Aydınlık bir geleceğin teminatı olan çocuklara nitelikli ve çok dilli eğitim vermek amacıyla “EğitiMeci” topluluğuyla birlikte yaz okulu ve atölyeler düzenlemeye başladık. Zuğa Çağdaş Eğitim Kooperatifi ve Meci Emek Evi Kooperatifi’yle geleneksel el sanatlarını yaşatmak amacıyla çalışmalar yaptık, kadınların tekstil alanında üretim ve satış yapabileceği alanlar oluşturduk. Belediyeciliğin sadece yol, su, kanalizasyon çalışmalarından ibaret olmadığına inanarak, toplumcu yerel yönetim anlayışıyla kültür-sanat çalışmalarına önem verdik. 25 yıldır yapılmayan Yeşil Altın Gümüş Deniz Festivali’ni gönüllülerimizle birlikte 2019 yılından itibaren tekrar düzenlemeye başladık. Kazım Koyuncu Kültür ve Sanat Evi’nde müzik, resim, el sanatları ve dil atölyeleri kurduk. Pandemi dönemi haricinde tiyatro, anma, dinleti, film gösterimi ve konser etkinlikleri düzenledik. Coşkusuz kutlanmaya başlayan ulusal bayramları tekrar coşkuyla, vatandaşların yoğun katılımıyla kutlamaya başladık. İlçemize sinema/tiyatro salonu kazandırmak için çalışmalara başladık, kısa süre içinde salonu tamamlayacağız. Kadın korosu ve halk oyunları ekibi sayesinde kültürümüzün ve geleneklerimizin tanıtılmasını sağladık. Vatandaşları yazarlarla, şairlerle, sanatçılarla buluşturduk. İlçemizdeki parklarla, sosyal tesislerle, plajlarla, kültür-sanat etkinlikleriyle Fındıklı’yı geleceğe taşımak için katılımcı bir yönetim anlayışını benimsedik.

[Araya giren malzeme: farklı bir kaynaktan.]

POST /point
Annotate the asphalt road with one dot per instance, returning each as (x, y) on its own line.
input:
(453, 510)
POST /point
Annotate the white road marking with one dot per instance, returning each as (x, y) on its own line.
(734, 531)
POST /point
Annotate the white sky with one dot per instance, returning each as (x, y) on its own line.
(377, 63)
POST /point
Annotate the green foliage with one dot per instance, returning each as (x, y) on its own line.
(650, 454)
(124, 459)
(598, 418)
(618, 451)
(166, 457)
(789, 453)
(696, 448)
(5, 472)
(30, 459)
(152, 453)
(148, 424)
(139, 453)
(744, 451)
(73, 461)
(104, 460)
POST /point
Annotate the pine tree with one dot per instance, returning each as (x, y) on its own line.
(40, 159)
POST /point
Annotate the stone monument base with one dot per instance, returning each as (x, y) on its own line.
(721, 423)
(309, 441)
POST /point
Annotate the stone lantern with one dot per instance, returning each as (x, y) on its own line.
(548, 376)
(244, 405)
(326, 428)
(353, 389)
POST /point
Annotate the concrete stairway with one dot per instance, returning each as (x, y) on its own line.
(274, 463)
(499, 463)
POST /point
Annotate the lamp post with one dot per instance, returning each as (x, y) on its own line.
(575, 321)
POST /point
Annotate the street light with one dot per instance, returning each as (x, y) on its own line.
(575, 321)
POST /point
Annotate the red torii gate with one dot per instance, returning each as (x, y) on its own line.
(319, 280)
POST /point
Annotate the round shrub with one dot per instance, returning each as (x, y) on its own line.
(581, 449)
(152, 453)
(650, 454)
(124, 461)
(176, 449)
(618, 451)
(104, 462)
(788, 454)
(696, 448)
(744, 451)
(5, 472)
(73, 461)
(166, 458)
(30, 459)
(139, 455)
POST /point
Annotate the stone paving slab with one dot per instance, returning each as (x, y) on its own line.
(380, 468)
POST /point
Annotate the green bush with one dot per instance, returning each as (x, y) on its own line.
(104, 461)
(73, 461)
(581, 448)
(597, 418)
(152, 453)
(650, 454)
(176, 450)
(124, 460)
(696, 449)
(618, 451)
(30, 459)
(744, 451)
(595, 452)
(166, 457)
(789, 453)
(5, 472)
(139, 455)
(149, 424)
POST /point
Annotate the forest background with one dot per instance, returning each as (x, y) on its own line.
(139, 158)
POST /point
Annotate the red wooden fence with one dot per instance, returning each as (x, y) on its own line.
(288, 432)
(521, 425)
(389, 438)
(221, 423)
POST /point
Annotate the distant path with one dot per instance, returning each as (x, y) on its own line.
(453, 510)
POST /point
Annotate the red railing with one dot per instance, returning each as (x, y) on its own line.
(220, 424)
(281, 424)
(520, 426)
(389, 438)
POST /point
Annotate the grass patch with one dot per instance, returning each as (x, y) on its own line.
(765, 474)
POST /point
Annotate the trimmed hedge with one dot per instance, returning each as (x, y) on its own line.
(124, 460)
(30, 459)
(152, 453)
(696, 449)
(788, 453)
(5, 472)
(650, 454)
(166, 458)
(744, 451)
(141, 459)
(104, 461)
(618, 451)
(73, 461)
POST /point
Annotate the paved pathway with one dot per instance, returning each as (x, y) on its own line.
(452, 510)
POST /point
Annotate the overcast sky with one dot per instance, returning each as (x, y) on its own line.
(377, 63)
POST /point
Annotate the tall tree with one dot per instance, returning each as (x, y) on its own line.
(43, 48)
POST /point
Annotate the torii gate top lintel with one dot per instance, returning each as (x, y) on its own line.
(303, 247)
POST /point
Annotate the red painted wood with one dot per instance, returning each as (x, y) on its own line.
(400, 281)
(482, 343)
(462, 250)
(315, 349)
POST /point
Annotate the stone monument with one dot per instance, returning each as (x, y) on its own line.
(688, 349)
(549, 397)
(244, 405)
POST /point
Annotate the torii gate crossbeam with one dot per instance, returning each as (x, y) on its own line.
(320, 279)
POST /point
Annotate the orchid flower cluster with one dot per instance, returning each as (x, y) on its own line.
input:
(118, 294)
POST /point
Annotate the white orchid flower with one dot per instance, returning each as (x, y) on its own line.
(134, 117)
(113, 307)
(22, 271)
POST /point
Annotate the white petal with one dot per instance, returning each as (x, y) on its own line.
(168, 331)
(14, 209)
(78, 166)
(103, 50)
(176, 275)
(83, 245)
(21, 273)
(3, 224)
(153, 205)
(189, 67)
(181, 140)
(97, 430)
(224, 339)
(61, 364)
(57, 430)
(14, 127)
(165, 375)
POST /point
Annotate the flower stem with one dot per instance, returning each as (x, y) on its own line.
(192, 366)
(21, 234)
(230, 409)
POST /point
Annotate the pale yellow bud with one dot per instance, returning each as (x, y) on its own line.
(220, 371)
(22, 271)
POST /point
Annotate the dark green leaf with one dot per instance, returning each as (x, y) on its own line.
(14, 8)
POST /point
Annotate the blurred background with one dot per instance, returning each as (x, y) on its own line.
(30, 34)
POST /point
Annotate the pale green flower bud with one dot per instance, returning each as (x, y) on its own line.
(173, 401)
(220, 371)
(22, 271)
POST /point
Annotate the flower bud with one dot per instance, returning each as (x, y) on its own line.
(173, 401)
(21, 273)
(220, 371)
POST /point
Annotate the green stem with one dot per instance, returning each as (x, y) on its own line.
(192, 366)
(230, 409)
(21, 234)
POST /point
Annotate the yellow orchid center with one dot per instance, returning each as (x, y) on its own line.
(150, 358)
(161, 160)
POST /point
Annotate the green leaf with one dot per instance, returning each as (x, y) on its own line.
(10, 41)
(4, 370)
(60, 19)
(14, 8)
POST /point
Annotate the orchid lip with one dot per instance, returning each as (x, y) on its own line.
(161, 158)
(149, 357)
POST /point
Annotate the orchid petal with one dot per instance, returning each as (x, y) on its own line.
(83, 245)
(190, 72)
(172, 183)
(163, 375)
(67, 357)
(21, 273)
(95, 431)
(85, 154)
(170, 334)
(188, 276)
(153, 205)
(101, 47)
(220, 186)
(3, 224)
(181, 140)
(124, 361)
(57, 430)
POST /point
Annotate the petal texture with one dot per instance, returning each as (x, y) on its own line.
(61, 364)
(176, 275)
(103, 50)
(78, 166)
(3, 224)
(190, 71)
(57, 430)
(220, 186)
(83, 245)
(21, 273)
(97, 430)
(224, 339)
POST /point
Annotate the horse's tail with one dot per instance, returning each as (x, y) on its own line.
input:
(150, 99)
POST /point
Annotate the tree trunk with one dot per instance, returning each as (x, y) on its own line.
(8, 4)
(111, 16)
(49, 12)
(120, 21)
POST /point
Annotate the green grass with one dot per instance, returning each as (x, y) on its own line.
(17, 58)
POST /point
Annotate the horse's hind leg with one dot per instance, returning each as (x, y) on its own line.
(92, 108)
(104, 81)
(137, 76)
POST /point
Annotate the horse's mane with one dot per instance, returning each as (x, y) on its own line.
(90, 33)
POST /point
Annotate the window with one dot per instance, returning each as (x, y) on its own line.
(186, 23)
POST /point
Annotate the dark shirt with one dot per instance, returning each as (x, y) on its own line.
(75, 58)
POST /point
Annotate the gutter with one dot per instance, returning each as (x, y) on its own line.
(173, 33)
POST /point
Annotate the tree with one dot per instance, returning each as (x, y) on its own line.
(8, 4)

Yerel demokrasiyi güçlendirmek ve yeni nesil belediyecilik uygulamalarını çeşitlendirmek için yerel yönetimlerin yaptığı/yapacağı çalışmaların önündeki engeller nelerdir? Denetim sürecinde ve mevzuatta hangi düzenlemeler yapılmalı?
ERCÜMENT ÇERVATOĞLU: Belediyelere kamudan ayrılan payın düşük olması ve yönetim anlayışındaki vesayet sisteminin siyasal ilişkilerle belirlenmesi, en önemli sorunlar. Başkanlığın ve meclis yapısının daha demokratik olmasını sağlayacak bir seçim sistemi oluşturulmalı. Ayrıca çok başlı yönetim ve parti devleti anlayışının cumhuriyet değerleriyle birlikte demokratik bir şekilde yeniden yapılandırılması gerekiyor.